Escalating prescription opioid use and abuse have emerged as major public health problems in Washington. Rural communities in particular have been hit hard due to their limited access to specialists. This project allows mental health specialists in urban areas to support health care providers in rural areas using videoconferencing technology. Patient evaluations and recommendations, caseload supervision, and education are all done remotely via telehealth. This project aims to establish acceptance, effectiveness, and cost-efficacy of telehealth for delivery of mental health and pain medicine care in rural primary care.
This implementation is part of California’s Mental Health Services Act and LA County’s Prevention and Early Intervention (PEI) Plan. The PEI Plan focuses on prevention and early intervention services, education, support, and outreach to help inform and identify individuals and their families who may be affected by some level of mental health issue. The Mental Health Integrated Care Program in particular targets adults with depression, anxiety, and mild to moderate PTSD. Providing mental health education, outreach and early identification (prior to diagnosis) can mitigate costly negative long-term outcomes for mental health consumers and their families.

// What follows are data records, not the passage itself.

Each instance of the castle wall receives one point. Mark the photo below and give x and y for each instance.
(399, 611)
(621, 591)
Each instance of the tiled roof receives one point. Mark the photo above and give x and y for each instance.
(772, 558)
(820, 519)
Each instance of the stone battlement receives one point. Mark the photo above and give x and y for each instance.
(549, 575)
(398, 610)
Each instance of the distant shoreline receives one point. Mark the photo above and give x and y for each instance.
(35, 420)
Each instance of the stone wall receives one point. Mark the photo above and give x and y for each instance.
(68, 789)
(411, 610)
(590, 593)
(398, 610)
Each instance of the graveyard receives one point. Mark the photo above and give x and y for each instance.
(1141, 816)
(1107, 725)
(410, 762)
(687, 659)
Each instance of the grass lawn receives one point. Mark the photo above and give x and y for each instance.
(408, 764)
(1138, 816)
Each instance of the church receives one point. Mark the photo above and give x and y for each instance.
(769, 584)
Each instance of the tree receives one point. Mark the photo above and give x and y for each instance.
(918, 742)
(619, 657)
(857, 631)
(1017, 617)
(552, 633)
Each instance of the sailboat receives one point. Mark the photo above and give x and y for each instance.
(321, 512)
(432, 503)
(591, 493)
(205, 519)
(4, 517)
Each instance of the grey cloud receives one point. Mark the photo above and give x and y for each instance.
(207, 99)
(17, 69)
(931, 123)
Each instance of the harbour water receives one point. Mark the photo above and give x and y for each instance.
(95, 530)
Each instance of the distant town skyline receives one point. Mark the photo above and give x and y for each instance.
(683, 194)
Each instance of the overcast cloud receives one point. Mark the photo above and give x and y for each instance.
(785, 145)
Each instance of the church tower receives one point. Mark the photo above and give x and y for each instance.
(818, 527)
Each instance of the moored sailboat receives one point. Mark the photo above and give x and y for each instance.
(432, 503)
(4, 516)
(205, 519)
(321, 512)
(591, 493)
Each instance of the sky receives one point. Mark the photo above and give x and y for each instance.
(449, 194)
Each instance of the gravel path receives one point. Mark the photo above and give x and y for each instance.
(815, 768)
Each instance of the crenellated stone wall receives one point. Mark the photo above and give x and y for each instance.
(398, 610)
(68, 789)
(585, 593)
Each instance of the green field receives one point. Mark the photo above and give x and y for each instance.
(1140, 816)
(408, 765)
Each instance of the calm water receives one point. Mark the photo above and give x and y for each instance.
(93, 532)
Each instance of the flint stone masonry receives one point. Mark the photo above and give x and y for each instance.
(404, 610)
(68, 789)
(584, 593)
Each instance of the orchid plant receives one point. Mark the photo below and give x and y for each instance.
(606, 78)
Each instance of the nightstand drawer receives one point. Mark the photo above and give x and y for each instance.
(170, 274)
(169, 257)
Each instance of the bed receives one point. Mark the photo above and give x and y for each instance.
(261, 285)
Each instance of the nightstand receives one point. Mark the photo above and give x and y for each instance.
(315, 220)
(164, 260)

The Alaska Mental Health Trust Authority provided pilot funding to a Federally Qualified Health Center in Anchorage to support implementation of Collaborative Care and two Alaska Native tribal health corporations to support implementation of Collaborative Care and SBIRT (Substance Brief Intervention and Referral to Treatment). The purpose of this program was to determine if integrated mental health care can be effective given the unique challenges faced by primary care clinics in Alaska.
The AIMS Center provided training and coaching to five primary care organizations in Texas to implement integrated care for the two mental health conditions most commonly encountered in primary care: depression and anxiety disorders.
A study evaluating outcomes of this program found that vastly different organizations were all able to integrate mental health into primary care settings that serve disadvantaged communities. All five organizations in this program showed meaningful improvement in patient depression outcomes, regardless of varying patient characteristics. Sites that achieved the best patient outcomes engaged patients early, with multiple care manager contacts in the first 3 months of treatment, and received consultation and supervision from psychiatric providers.
Bauer, A. M., Azzone, V., Goldman, H. H., Alexander, L., Unützer, J., Coleman-Beattie, B., & Frank, R. G. (2011). Evaluating the implementation of collaborative depression management in community-based primary care clinics. Psychiatric Services. 62(9), 1047–1053. https://doi.org/10.1176/appi.ps.62.9.1047
This research project combined IMPACT depression care management with an existing diabetes care management program for low income, predominantly Spanish-speaking Latinx people in San Diego. The study shows that this combined approach is both effective and cost-effective with this population.